Over the past decade, rapid advances have taken place in the field of computer and network design enabling us to connect thousands
of computers together to form high performance clusters. These
clusters are used to solve computationally challenging
scientific problems. The Message Passing Interface (MPI) is a
popular model to write applications for these clusters. There
are a vast array of scientific applications which use MPI on
clusters. As the applications operate on larger and more complex
data, the size of the compute clusters is scaling increasingly
higher. The scalability and the performance of the MPI library
if very important for the end application performance.
InfiniBand is a cluster interconnect which is based on open-standards
and is gaining rapid acceptance. This dissertation explores the different
transports provided by InfiniBand to determine the scalabilty and performance
aspects of each. Further, new MPI designs have been proposed and implemented
for transports that have never been used for MPI in the past.

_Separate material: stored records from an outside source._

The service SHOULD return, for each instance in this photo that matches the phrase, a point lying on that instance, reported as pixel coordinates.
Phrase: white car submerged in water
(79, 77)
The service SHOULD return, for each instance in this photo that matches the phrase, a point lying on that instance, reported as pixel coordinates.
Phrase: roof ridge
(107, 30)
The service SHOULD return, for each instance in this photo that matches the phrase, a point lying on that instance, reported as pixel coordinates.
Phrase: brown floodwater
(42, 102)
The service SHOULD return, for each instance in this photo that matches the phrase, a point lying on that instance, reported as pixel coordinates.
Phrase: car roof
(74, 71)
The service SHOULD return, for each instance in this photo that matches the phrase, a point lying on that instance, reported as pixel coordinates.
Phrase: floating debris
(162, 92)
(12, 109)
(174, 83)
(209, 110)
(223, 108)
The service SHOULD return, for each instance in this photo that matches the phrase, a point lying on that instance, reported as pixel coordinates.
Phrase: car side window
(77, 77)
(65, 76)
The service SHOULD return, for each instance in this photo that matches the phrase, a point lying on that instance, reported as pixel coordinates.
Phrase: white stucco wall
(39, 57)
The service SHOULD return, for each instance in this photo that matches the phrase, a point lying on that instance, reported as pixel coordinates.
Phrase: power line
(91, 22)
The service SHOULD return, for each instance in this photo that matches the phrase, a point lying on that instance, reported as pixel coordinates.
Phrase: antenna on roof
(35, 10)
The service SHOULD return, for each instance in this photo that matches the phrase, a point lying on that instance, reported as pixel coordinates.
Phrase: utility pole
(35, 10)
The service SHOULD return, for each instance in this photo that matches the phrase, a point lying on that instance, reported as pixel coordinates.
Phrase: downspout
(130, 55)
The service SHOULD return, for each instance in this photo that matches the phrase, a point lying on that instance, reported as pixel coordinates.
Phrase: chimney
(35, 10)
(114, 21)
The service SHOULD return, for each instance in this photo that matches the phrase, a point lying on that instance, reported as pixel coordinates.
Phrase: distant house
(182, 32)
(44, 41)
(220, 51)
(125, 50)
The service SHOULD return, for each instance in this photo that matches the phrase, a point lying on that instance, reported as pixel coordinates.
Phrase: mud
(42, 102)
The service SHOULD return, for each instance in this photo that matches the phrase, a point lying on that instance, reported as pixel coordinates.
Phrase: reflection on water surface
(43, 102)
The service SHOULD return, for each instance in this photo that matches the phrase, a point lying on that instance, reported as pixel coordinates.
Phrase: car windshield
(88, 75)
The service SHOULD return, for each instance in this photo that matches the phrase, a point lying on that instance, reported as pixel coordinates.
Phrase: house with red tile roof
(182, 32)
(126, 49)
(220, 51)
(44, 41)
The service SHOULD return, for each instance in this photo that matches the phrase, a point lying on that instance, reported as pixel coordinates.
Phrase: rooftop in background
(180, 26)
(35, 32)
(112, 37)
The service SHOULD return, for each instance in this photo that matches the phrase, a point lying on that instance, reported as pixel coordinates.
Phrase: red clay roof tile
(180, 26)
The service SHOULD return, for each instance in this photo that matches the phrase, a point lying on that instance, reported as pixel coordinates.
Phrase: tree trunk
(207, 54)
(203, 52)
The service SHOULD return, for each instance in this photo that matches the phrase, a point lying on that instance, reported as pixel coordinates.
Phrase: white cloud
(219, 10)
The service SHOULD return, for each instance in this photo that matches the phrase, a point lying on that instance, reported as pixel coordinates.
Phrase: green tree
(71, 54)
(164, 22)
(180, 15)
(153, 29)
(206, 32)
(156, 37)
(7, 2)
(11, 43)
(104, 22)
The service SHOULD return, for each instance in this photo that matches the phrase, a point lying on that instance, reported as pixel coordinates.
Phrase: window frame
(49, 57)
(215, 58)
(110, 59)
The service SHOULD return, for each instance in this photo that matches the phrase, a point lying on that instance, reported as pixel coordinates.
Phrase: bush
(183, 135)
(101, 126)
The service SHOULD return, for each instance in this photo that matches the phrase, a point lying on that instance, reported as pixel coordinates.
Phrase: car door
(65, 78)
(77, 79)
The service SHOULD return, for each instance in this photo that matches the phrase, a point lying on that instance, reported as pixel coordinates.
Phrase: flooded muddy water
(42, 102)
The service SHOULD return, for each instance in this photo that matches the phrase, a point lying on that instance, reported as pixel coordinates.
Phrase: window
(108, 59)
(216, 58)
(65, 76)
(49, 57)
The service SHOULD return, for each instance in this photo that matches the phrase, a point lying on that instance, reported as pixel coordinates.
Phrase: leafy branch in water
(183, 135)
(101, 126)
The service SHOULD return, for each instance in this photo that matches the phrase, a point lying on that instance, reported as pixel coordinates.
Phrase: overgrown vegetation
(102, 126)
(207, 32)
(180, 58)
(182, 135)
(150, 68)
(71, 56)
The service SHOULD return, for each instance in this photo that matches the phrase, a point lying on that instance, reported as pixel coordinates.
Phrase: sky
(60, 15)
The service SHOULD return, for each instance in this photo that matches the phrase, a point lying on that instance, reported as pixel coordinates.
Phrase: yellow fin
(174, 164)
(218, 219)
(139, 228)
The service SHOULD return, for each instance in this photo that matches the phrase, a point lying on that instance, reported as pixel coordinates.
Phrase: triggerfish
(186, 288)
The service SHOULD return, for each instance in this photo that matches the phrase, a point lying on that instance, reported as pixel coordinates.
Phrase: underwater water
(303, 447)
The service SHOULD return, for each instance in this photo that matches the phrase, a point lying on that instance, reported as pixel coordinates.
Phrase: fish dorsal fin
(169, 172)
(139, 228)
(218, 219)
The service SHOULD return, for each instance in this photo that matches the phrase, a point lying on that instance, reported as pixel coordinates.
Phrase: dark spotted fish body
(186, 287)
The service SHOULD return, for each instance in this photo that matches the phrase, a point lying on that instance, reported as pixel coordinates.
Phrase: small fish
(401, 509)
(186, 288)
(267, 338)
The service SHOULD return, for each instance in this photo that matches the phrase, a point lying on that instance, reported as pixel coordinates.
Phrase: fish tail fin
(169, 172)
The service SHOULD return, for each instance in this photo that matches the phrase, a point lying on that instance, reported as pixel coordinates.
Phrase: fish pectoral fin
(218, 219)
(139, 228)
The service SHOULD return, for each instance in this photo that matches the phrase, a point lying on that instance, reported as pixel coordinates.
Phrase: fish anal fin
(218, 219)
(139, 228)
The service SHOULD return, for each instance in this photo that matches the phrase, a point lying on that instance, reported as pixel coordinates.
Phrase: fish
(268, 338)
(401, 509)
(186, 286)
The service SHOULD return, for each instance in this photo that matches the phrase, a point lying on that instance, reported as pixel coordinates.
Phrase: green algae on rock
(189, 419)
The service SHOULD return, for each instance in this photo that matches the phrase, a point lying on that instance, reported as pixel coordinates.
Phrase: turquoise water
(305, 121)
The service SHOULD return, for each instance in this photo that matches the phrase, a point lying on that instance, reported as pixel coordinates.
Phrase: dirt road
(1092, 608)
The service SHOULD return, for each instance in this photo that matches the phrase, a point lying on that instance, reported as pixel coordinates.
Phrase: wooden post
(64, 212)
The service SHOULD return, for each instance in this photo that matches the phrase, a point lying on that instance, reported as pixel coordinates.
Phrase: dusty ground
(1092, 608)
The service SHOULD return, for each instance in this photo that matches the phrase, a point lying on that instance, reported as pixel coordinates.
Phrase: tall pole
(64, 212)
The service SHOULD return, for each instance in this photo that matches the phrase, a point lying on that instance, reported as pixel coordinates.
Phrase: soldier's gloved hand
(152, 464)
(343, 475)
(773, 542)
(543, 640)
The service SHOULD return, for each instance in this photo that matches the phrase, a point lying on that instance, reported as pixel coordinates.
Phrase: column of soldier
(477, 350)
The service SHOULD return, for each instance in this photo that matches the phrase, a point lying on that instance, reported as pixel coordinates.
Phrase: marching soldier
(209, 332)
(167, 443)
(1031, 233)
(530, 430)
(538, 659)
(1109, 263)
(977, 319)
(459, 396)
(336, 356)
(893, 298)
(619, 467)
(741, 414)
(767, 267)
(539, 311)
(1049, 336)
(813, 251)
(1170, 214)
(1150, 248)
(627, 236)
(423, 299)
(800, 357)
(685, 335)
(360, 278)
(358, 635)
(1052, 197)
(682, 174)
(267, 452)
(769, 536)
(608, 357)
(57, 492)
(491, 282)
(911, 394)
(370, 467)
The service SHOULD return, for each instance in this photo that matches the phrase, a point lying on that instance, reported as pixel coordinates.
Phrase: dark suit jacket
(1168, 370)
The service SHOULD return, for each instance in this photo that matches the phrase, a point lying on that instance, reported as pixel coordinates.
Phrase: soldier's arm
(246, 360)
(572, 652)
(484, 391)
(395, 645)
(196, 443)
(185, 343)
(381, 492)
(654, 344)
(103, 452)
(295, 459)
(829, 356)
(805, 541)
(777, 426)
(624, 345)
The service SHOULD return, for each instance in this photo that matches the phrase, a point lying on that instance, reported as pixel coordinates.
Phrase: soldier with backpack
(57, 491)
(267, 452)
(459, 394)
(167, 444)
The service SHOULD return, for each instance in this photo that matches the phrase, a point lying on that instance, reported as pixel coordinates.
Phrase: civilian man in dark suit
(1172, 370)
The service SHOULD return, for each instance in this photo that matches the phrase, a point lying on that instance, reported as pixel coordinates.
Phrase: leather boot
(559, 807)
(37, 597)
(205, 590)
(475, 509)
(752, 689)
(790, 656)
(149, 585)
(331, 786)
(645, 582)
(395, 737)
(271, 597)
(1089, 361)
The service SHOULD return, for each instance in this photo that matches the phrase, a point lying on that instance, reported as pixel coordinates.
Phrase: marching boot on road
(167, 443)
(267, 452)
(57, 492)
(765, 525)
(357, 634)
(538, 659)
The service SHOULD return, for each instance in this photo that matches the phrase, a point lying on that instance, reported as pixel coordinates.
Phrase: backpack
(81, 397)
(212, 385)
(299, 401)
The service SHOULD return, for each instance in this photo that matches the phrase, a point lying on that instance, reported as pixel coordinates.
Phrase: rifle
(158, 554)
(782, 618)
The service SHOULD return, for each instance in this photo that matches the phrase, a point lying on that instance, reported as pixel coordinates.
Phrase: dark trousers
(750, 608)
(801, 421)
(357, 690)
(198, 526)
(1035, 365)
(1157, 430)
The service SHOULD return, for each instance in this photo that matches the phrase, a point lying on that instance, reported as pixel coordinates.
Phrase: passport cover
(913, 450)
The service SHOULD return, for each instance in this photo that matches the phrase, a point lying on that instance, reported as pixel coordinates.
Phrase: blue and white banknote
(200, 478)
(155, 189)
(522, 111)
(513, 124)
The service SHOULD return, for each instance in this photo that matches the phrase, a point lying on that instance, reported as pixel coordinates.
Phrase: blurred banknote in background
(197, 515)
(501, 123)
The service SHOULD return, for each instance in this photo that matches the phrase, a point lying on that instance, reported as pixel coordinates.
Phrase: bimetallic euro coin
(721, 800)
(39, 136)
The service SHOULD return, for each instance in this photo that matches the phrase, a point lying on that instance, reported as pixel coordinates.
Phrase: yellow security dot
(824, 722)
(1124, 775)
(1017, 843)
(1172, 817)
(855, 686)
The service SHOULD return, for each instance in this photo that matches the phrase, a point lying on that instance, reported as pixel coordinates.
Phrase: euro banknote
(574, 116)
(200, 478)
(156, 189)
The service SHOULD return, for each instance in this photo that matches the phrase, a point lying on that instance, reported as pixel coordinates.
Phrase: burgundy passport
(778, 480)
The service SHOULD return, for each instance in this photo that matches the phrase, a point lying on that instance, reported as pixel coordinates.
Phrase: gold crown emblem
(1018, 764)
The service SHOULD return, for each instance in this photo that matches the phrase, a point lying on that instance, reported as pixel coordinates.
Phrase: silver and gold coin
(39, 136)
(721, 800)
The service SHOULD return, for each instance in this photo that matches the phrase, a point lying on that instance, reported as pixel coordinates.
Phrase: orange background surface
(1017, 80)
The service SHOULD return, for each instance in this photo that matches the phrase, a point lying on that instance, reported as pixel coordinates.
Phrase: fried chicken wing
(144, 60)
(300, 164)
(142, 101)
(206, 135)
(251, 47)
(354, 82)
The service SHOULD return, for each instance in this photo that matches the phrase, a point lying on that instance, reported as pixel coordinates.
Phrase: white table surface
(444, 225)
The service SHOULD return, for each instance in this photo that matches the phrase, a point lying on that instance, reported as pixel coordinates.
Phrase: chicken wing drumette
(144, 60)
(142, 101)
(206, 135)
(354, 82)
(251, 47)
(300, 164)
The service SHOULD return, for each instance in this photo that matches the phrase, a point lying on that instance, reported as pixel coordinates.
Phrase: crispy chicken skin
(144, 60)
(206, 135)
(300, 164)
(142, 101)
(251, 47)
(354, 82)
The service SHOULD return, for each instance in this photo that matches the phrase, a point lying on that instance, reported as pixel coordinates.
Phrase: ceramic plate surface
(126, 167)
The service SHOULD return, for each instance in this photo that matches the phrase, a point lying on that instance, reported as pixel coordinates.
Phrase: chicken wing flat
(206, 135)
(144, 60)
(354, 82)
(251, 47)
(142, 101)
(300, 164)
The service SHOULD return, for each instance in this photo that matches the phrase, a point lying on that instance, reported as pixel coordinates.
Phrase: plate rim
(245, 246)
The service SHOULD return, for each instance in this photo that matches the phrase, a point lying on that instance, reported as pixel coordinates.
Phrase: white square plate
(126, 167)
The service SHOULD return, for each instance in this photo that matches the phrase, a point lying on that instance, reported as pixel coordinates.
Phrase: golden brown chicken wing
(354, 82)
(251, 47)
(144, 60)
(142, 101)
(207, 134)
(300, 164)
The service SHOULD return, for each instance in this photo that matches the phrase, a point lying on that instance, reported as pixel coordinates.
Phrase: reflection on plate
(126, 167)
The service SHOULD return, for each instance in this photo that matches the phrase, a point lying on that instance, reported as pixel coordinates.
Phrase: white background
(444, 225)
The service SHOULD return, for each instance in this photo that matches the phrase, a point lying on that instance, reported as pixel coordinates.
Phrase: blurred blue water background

These designs
have significantly decreased the resource consumption, increased the
performance and increased the reliability of ultra-scale InfiniBand clusters.
A framework to simultaneously use multiple transports of InfiniBand and
dynamically change transfer protcols has been designed and evaluated. Evaluations
show that memory can be reduced from over 1 GB per MPI process to 40 MB per MPI
process. In addition, performance using this design has been improved by up to 30%
over earlier designs. Investigations into providing reliability have shown that the MPI
library can be designed to withstand many network faults and also how to design
reliability in software to provide higher message rates than in hardware.
Software developed as a part of this dissertation is available in MVAPICH,
which is a popular open-source implementation of MPI over InfiniBand and is
used by several hundred top computing sites all around the world.